JOHN MENDELSOHN: The Jewish Week: Jewish Experience, Times Three: HUC Exhibitions Move From The Ancient Past to Cyberspace: May 19, 2000
….The second exhibition focuses on two notable instances of moral courage during the Holocaust. Artist Karen Gunderson has created poetic images that evoke the saving of thousands of Jews in both Denmark and Bulgaria. In these rescues, a crucial role was played by the monarchs of these two countries, King Christian X and King Boris III, respectively. They are celebrated by imposing, iconic portraits painted all in black. Shifting textural brush strokes delineate the figures with a kind of metallic sheen.

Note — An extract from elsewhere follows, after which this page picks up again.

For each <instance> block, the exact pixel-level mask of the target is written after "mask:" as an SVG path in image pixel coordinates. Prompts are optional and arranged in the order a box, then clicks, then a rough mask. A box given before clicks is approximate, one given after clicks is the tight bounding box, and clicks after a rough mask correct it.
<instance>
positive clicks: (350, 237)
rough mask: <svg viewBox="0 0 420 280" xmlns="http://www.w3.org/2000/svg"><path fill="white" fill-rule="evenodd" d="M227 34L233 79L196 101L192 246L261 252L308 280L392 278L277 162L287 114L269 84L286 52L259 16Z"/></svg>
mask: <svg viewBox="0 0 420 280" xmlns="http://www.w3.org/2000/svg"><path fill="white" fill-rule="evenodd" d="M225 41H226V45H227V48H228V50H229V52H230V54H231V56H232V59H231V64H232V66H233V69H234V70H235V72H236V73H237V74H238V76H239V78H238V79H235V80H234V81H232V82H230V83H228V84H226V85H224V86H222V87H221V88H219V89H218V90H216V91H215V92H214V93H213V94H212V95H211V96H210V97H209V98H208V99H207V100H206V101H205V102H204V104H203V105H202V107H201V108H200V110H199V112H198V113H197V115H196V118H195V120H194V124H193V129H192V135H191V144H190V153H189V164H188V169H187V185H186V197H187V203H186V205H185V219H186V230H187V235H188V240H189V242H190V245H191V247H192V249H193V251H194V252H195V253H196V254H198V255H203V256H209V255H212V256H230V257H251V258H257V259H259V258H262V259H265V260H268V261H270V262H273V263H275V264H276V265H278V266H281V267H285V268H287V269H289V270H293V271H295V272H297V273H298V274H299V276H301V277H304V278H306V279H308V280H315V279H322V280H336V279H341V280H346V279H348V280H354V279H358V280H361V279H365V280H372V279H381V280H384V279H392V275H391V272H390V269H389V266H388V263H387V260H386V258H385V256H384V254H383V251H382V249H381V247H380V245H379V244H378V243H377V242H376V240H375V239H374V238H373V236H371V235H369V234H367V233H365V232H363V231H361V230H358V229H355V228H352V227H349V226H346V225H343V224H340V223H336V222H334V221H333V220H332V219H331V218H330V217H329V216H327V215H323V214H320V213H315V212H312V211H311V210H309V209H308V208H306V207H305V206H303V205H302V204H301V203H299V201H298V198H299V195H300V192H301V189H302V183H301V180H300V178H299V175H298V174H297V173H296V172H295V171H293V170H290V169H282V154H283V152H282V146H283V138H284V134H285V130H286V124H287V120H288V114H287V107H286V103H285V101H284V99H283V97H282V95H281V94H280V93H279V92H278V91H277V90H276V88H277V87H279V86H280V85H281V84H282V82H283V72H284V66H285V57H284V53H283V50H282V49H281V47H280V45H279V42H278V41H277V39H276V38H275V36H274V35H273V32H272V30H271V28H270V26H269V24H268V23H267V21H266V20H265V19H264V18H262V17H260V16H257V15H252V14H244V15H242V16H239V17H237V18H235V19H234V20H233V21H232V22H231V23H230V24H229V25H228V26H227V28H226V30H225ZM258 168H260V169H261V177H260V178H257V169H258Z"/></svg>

Darkness and light continue to create the drama in Gunderson’s series of monumental charcoal drawings, the largest of which measures 11 feet in length. “Night Passage to Sweden” depicts a small boat of Jewish refugees escaping with the help of their fellow Danes. The roiling sea conveys a sense of the anxiety and danger of that journey. Gunderson recreates a similar scene in a three-dimensional work, which places the viewer within the boat itself. Gunderson, who grew up in a Danish community in Racine, Wisc., learned of the role of righteous gentiles, from her uncle, a Lutheran minister of Danish descent.
The long narrow drawing, “Eleven of Many,” is a gallery of Bulgarians, including the king and queen, who are remembered for their contribution in saving 50,000 Bulgarian Jews from the Nazis. With her images, Gunderson sheds a bright light on this little known episode, which is made all the more remarkable by the fact that the rescue effort was made despite the fact that Bulgaria was an Axis power. The crux of this political and moral paradox is caught in the dramatic drawing, “King Boris’s Decision.”
Gunderson’s exhibition concludes with a number of prints and smaller drawings, perhaps the most notable of which is “The Enemy is Gone.” In it the theme of darkness and light is reprised, with a candle, seen through a breeze-blown curtain, lighting up a window at night.